Advocates of HSR projects need to read this 2006 Danish study by the Department of Development and Planning, Aalborg University, Aalborg. Authors: Bent Flyvbjerga; Mette K. Skamris Holma; Sren L. Buhla. Published in: Transport Reviews, Volume 26, Issue 1 January 2006 , pages 1 – 24
Abstract: This paper presents results from the first statistically significant study of traffic forecasts in transportation infrastructure projects. The sample used is the largest of its kind, covering 210 projects in 14 nations worth US$58 billion. The study shows with very high statistical significance that forecasters generally do a poor job of estimating the demand for transportation infrastructure projects. The result is substantial downside financial and economic risk. Forecasts have not become more accurate over the 30-year period studied. If techniques and skills for arriving at accurate demand forecasts have improved over time, as often claimed by forecasters, this does not show in the data. For nine out of ten rail projects, passenger forecasts are overestimated; average overestimation is 106%. For 72% of rail projects, forecasts are overestimated by more than two-thirds. For 50% of road projects, the difference between actual and forecasted traffic is more than ±20%; for 25% of road projects, the difference is larger than ±40%. Forecasts for roads are more accurate and more balanced than for rail, with no significant difference between the frequency of inflated versus deflated forecasts. But for both rail and road projects, the risk is substantial that demand forecasts are incorrect by a large margin. The causes of inaccuracy in forecasts are different for rail and road projects, with political causes playing a larger role for rail than for road. The cure is more accountability and reference class forecasting. Highly inaccurate traffic forecasts combined with large standard deviations translate into large financial and economic risks. But such risks are typically ignored or downplayed by planners and decision-makers, to the detriment of social and economic welfare. The paper presents the data and approach with which planners may begin valid and reliable risk assessment.
Download PDF. In the study you will learn why rail forecast errors are largely overestimates of traffic, while road forecasts are more balanced about the mean.
Again, the results are highly different for rail and road. For rail projects, the two most important stated causes are ‘uncertainty about trip distribution’ and ‘deliberately slanted forecasts’. Trip distribution in rail passenger forecasts is often adapted to fit national or urban policies aimed at boosting rail traffic. But such policies frequently fail and the result is the type of overestimated passenger forecast which has been documented above as typical for rail passenger forecasting. As regards deliberately slanted forecasts, such forecasts are fabricated by rail promoters to increase the likelihood that rail projects are built (Wachs, 1990). Such forecasts exaggerate passenger traffic and thus revenues. The present authors have shown elsewhere that the massive overestimation of traffic and revenues documented above for rail goes hand in hand with an equally massive underestimation of costs (Flyvbjerg et al., 2002, 2004). The result is cost-benefit analyses of rail projects that are highly inflated, with benefit-cost ratios that are contrived with a view to getting projects accepted and built.

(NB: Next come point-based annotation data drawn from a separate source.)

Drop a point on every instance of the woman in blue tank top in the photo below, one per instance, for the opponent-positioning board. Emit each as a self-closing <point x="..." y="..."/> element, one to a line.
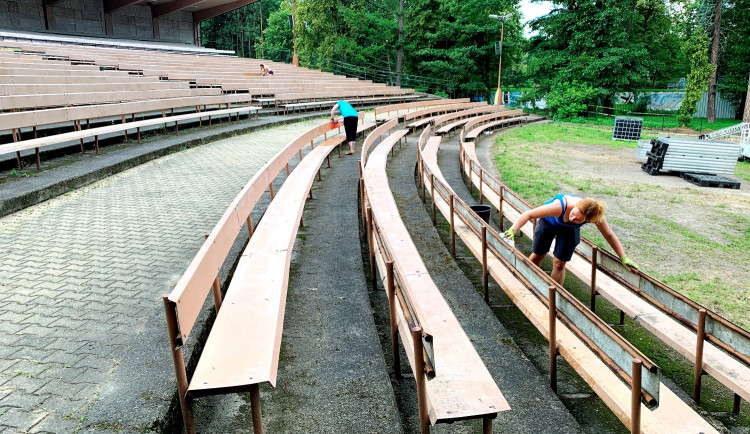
<point x="351" y="117"/>
<point x="560" y="220"/>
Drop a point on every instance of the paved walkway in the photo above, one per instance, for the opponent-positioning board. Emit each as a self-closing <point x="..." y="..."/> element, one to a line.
<point x="82" y="275"/>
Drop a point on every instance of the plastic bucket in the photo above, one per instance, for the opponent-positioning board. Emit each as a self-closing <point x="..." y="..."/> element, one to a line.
<point x="483" y="211"/>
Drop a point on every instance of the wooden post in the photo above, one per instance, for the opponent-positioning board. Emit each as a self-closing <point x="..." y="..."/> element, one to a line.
<point x="255" y="409"/>
<point x="416" y="336"/>
<point x="249" y="226"/>
<point x="698" y="372"/>
<point x="594" y="259"/>
<point x="500" y="209"/>
<point x="635" y="398"/>
<point x="481" y="185"/>
<point x="453" y="229"/>
<point x="391" y="286"/>
<point x="179" y="367"/>
<point x="553" y="338"/>
<point x="432" y="197"/>
<point x="371" y="245"/>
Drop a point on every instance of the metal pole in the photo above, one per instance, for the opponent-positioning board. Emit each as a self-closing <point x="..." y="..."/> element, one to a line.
<point x="635" y="398"/>
<point x="594" y="254"/>
<point x="485" y="285"/>
<point x="553" y="338"/>
<point x="453" y="230"/>
<point x="391" y="283"/>
<point x="698" y="373"/>
<point x="416" y="336"/>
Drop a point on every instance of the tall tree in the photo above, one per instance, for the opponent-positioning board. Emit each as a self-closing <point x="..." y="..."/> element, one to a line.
<point x="606" y="46"/>
<point x="716" y="36"/>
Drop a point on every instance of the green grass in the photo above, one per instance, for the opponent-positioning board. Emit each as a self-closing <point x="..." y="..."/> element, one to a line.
<point x="743" y="170"/>
<point x="665" y="122"/>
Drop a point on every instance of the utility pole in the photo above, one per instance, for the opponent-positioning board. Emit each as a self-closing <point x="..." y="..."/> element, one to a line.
<point x="499" y="94"/>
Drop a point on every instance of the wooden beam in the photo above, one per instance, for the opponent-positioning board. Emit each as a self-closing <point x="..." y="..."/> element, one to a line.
<point x="114" y="5"/>
<point x="162" y="9"/>
<point x="204" y="14"/>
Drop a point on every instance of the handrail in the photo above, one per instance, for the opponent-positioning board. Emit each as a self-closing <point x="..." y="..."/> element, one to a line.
<point x="612" y="348"/>
<point x="410" y="105"/>
<point x="205" y="266"/>
<point x="724" y="334"/>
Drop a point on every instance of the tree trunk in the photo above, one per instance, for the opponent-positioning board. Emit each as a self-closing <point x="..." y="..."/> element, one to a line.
<point x="400" y="52"/>
<point x="711" y="109"/>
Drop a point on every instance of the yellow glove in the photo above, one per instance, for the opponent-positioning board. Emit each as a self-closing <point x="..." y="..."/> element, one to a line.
<point x="628" y="263"/>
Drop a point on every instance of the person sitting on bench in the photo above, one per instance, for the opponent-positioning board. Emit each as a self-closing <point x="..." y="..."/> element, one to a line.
<point x="350" y="122"/>
<point x="560" y="219"/>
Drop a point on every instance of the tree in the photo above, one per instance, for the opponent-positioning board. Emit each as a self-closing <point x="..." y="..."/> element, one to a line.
<point x="606" y="45"/>
<point x="700" y="73"/>
<point x="711" y="108"/>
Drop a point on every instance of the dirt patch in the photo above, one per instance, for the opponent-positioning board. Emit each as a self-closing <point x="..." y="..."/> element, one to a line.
<point x="696" y="239"/>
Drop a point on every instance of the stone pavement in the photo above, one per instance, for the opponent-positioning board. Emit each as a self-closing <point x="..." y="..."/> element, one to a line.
<point x="82" y="275"/>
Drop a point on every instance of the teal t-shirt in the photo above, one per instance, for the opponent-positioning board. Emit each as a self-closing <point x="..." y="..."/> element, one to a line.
<point x="346" y="110"/>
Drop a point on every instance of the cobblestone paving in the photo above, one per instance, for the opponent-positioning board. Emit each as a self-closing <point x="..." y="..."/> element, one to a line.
<point x="81" y="274"/>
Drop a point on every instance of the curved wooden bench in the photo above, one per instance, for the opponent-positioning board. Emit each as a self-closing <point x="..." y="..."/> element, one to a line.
<point x="242" y="349"/>
<point x="462" y="388"/>
<point x="672" y="415"/>
<point x="670" y="316"/>
<point x="414" y="105"/>
<point x="424" y="116"/>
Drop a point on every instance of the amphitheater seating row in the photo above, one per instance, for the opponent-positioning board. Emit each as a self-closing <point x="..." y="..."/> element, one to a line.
<point x="640" y="297"/>
<point x="566" y="338"/>
<point x="460" y="386"/>
<point x="242" y="350"/>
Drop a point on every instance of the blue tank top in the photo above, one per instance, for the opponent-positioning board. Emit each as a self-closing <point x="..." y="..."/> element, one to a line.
<point x="558" y="221"/>
<point x="346" y="109"/>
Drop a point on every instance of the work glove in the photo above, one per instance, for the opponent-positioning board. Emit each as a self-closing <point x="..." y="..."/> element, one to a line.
<point x="628" y="263"/>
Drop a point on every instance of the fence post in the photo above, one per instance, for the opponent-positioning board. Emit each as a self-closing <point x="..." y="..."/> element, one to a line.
<point x="553" y="338"/>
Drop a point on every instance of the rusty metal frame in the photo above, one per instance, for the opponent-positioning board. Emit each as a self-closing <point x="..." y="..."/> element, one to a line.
<point x="534" y="279"/>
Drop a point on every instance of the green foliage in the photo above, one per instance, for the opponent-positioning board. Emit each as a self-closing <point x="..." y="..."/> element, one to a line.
<point x="700" y="72"/>
<point x="569" y="100"/>
<point x="277" y="33"/>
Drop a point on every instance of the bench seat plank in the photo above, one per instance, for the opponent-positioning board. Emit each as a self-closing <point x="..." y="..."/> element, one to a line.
<point x="243" y="346"/>
<point x="462" y="387"/>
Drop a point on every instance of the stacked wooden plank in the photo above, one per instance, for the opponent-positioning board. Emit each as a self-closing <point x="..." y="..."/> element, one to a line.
<point x="691" y="155"/>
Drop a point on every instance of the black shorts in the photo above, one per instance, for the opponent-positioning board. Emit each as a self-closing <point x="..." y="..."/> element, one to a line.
<point x="350" y="126"/>
<point x="567" y="239"/>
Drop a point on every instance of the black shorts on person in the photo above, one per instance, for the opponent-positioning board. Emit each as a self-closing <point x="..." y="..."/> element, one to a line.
<point x="350" y="126"/>
<point x="567" y="239"/>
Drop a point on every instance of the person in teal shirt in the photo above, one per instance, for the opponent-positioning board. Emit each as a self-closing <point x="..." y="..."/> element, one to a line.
<point x="350" y="122"/>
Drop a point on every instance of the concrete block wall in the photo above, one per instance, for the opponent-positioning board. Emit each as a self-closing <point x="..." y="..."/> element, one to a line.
<point x="22" y="15"/>
<point x="177" y="26"/>
<point x="133" y="22"/>
<point x="85" y="17"/>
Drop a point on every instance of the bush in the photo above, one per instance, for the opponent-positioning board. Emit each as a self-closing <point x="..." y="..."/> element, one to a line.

For road projects, the two most often stated causes for inaccurate traffic forecasts are uncertainties about ‘trip generation’ and ‘land-use development’. Trip generation is based on traffic counts and demographic and geographical data. Such data are often dated and incomplete and forecasters quote this as a main source of uncertainty in road traffic forecasting. Forecasts of land-use development are based on land-use plans. What is actually implemented is often quite different from what is planned, however. This, again, is a source of uncertainty in forecasting.

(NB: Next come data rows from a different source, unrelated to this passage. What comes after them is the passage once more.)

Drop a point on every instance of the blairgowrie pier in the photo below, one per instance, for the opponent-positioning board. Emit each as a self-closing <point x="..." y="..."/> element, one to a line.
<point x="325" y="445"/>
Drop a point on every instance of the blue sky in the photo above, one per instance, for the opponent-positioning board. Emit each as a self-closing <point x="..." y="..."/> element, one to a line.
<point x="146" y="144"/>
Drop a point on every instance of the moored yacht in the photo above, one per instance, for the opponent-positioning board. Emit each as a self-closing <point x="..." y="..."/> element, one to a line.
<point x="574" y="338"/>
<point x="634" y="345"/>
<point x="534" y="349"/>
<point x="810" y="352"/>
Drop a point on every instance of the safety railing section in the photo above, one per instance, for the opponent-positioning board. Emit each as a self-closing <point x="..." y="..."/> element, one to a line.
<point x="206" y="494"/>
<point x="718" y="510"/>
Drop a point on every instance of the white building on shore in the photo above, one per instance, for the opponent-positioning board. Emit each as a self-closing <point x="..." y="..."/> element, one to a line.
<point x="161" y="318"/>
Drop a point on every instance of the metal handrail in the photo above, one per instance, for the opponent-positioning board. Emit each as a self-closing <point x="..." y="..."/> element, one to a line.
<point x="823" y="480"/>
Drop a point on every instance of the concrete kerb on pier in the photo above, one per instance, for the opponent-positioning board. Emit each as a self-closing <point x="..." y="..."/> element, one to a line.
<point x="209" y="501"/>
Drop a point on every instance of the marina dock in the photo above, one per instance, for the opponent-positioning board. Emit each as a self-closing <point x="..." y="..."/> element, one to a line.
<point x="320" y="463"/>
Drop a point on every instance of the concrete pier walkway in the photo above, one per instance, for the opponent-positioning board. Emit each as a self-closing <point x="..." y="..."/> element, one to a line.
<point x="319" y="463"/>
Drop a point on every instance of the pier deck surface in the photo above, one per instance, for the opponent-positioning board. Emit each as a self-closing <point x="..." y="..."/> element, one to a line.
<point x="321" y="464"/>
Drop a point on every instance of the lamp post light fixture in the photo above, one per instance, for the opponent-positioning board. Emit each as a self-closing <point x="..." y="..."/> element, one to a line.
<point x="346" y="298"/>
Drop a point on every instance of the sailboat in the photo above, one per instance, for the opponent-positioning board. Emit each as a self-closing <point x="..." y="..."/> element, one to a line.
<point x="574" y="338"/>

The different patterns in stated causes for rail and road, respectively, fit well with the figures for actual forecast inaccuracies documented above. Rail forecasts are systematically and significantly overestimated to a degree that indicates foul play on the part of rail forecasters and promoters. The stated causes, with ‘deliberately slanted forecasts’ as the second to largest category, corroborate this interpretation, which corresponds with findings by Wachs (1986) and Flyvbjerg et al. (2002). Road forecasts are also often inaccurate, but they are substantially more balanced than rail forecasts, which indicate a higher degree of fair play in road forecasting. This interpretation is corroborated by the fact that deliberately slanted forecasts are not quoted as a main cause of inaccuracy for road traffic forecasts, whereas more technical factors such as trip generation and land-use development are quoted. This is not to say that road traffic forecasts are never politically manipulated. It is to say, however, that this appears to happen less often and less systematically for road than for rail projects. It is also not to say that road projects generally have a stronger justification than rail projects; just that they have less biased forecasts than rail projects.